Much of the research which informs policy and decision making systemically excludes communities and key populations such as people who use drugs, people who live on the streets, transgender people, sex workers and men who have sex with men. Narratives which inform research projects too often come from academic backgrounds which are detached from real life issues. Given this, it is more crucial than ever for community-led organisations to engage in research and learn to apply it to our work.
Join us for a free webinar discussing the importance of communities engaging in research by presenting the success of a recent community-led, multi-country values and preferences study on Hepatitis C Self-Testing. This event will be in English with Russian translation services available.
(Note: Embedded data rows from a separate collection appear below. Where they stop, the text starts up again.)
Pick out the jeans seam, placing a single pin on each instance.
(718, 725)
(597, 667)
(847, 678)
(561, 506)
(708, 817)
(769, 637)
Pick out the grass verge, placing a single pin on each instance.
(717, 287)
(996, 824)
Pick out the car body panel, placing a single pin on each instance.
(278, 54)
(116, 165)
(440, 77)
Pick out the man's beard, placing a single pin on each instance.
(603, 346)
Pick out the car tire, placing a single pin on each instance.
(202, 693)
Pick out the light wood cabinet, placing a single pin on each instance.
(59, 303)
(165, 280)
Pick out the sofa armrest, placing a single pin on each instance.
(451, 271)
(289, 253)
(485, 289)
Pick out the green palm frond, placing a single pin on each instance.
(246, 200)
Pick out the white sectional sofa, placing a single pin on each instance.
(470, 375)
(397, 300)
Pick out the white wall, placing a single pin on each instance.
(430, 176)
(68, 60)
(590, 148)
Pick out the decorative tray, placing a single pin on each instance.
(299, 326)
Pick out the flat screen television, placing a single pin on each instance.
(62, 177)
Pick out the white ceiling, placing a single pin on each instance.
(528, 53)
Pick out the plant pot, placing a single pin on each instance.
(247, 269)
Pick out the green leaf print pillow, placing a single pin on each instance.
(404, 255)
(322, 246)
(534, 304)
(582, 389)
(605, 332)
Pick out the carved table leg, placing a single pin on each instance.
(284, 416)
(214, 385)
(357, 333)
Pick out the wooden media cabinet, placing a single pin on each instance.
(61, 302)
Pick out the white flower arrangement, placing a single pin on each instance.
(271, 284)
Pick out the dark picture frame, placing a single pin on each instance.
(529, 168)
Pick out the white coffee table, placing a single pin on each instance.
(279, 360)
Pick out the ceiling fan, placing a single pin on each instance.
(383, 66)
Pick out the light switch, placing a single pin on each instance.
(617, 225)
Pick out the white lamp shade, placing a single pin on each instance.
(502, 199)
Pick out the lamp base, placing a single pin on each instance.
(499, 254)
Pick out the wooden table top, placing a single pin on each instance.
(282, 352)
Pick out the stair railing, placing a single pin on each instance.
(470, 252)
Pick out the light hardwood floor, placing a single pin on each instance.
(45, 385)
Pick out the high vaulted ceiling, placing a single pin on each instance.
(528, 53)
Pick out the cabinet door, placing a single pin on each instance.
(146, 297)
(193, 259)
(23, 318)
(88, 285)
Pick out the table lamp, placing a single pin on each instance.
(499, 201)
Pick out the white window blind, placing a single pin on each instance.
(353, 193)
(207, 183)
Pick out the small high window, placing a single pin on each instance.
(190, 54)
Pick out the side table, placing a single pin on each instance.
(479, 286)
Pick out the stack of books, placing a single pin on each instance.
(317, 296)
Please register beforehand here.
64th Commission on Narcotic Drugs
The 64th CND will be held 12-16 April at the Vienna International Centre. Due to the ongoing pandemic this year’s meeting will be a hybrid event with both in-person and virtual programming. The exact programme and format of how this will work are still TBA, and INPUD will keep our membership updated of opportunities to get engaged. We have submitted one side event co-sponsored by the Canadian HIV Legal Network and UNAIDS which will discuss community-led responses on decriminalisation, COVID-19 and harm reduction.